Mental illnesses grab you by the leg, screaming, and chow you down whole. They make you selfish. They make you irrational. They make you self-absorbed. They make you needy. They make you cancel plans last minute. They make you not very fun to spend time with. They make you exhausting to be near.

And just because people know the right words now, doesn’t mean they’re any better at putting up with the behaviour. They smile and nod and say, “Oh, how awful, yes I watched a programme about that, you poor thing”… And then they get really pissed off at you when you have a panic attack at a party and need to leave early. When they actually have to demonstrate understanding, they bring out the old favourites like “come on, try harder” or “it’s not that bad” or “but that isn’t logical” – undoing all the original hand-patting and there-there-ing.

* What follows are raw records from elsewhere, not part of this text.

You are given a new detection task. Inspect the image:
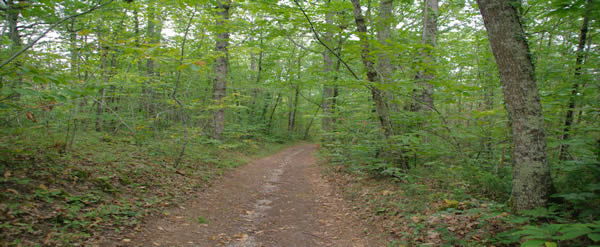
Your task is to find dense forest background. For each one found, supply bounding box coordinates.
[0,0,600,246]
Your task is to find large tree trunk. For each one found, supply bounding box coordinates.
[559,0,592,160]
[377,0,394,82]
[213,0,231,139]
[411,0,438,112]
[477,0,553,210]
[321,9,333,132]
[6,0,23,100]
[351,0,393,137]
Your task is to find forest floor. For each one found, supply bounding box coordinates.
[96,144,385,247]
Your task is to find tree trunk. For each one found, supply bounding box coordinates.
[321,8,333,132]
[213,0,231,139]
[477,0,553,210]
[351,0,393,137]
[6,0,23,100]
[411,0,438,112]
[559,0,592,160]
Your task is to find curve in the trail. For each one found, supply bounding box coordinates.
[103,144,381,247]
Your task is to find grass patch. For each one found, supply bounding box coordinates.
[0,129,289,246]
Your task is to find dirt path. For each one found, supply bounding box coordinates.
[112,144,380,247]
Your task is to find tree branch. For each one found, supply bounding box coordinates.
[294,0,360,80]
[0,0,113,69]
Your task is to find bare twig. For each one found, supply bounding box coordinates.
[294,0,360,80]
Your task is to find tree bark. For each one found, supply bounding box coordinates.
[411,0,438,112]
[351,0,393,137]
[559,0,592,160]
[213,0,231,139]
[477,0,553,210]
[321,7,333,132]
[6,0,23,100]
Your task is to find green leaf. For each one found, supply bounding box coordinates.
[521,239,546,247]
[588,233,600,242]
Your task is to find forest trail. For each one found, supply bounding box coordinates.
[109,144,379,247]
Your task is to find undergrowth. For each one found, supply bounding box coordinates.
[0,127,286,246]
[321,133,600,247]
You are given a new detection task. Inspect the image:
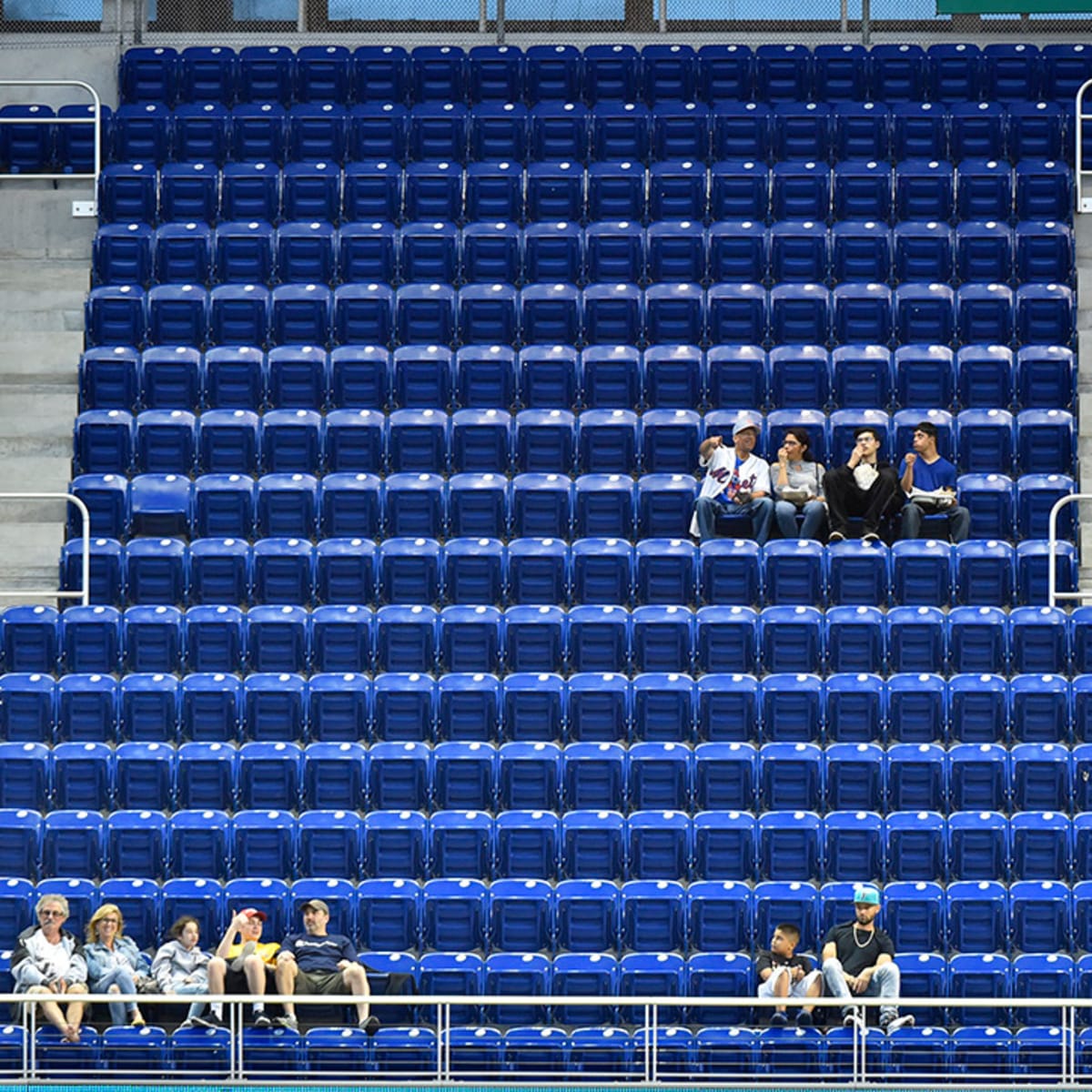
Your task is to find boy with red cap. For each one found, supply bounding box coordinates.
[204,906,280,1027]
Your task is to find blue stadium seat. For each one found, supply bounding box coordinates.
[96,161,157,224]
[1015,159,1074,223]
[759,743,824,812]
[1015,220,1074,284]
[770,159,834,222]
[956,220,1014,283]
[373,672,436,742]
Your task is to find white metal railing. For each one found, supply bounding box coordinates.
[1074,80,1092,212]
[6,994,1092,1090]
[0,80,103,201]
[0,492,91,606]
[1046,493,1092,607]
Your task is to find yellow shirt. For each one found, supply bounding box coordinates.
[224,941,280,966]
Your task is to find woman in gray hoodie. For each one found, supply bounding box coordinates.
[152,915,212,1027]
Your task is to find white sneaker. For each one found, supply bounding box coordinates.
[880,1016,914,1036]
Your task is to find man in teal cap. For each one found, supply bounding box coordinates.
[823,884,914,1032]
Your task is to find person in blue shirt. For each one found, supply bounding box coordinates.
[899,420,971,542]
[274,899,379,1036]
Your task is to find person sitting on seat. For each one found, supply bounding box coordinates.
[152,914,209,1027]
[770,425,826,540]
[690,417,774,546]
[11,895,87,1043]
[205,906,280,1027]
[754,922,823,1027]
[277,899,379,1036]
[899,420,971,542]
[823,884,914,1032]
[823,425,899,542]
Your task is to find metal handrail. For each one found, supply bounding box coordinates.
[6,994,1092,1092]
[1046,493,1092,607]
[0,80,103,193]
[1074,80,1092,212]
[0,492,91,606]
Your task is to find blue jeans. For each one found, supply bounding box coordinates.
[823,959,899,1027]
[693,497,774,546]
[774,500,826,541]
[94,966,136,1027]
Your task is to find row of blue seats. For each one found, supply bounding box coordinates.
[53,537,1077,615]
[6,729,1092,816]
[75,102,1072,171]
[92,217,1074,288]
[80,345,1077,417]
[0,877,1092,961]
[69,471,1074,541]
[84,283,1077,356]
[0,1022,1092,1085]
[6,794,1092,886]
[6,663,1092,751]
[21,593,1092,677]
[118,43,1092,105]
[0,1022,1092,1085]
[100,158,1074,224]
[6,877,1092,961]
[72,404,1077,480]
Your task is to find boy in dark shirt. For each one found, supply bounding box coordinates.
[754,922,823,1027]
[823,885,914,1032]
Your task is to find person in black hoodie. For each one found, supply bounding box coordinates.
[11,895,87,1043]
[823,425,899,542]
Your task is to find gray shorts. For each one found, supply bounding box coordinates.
[296,971,349,996]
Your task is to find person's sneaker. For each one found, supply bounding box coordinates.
[880,1015,914,1036]
[230,940,258,972]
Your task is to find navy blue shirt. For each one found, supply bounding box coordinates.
[899,455,956,492]
[280,933,356,974]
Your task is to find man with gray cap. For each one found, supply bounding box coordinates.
[690,414,774,546]
[275,899,379,1036]
[823,884,914,1032]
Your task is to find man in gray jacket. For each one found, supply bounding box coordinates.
[11,895,87,1043]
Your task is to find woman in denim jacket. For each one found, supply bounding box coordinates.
[83,902,152,1027]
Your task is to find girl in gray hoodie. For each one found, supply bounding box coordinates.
[152,916,212,1027]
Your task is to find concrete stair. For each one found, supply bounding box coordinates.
[0,193,95,606]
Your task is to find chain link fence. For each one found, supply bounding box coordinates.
[0,0,1092,48]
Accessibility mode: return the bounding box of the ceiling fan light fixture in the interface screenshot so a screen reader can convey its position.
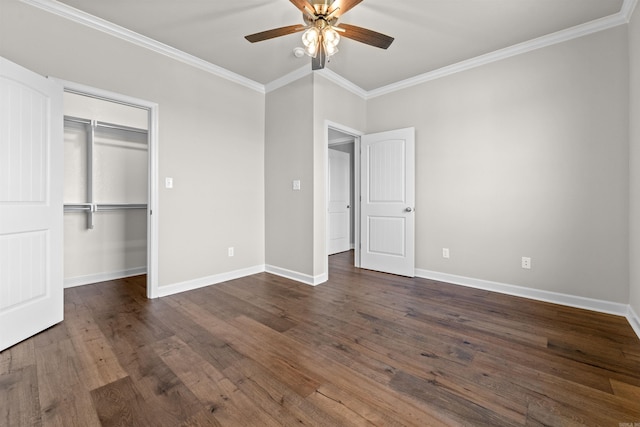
[322,25,340,56]
[302,27,320,58]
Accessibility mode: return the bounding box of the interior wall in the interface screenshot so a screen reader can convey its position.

That’s why I can’t tell Lottie and Amber. That’s why I have to hold it in.

Because if any more people don’t get it… Don’t get me… Then I don’t think I’ll be able to take it.

Ten

Lottie stared at herself dreamily in the mirror and straightened a section of her hair.

“When I was a little girl,” she said, in a bedtime story voice. “I always dreamed of growing up and going to a metal gig held in a church hall.”

Amber and I giggled.

“Church halls are totally rock ’n’ roll now,” I told her. “It’s like, ironic or something…well, that’s what Jane said.”

“Or…in translation…Jane’s boyfriend’s band can’t get a gig in a real venue?” Amber suggested.

I giggled again, wonking up my perfect eyeliner cat flick in the process. Sighing, I reached for a tissue. Joel’s band was headlining a gig tonight. In a local church hall. It was all Jane had been talking about. And, dutifully, I’d agreed to go to it. With Amber and Lottie as backup, of course. Amber had provided her house as getting-ready headquarters.

“Let me get this straight,” Lottie said, shoving another clump of hair between her GHDs. “Jane asked you to go with her, and yet is now meeting you there?”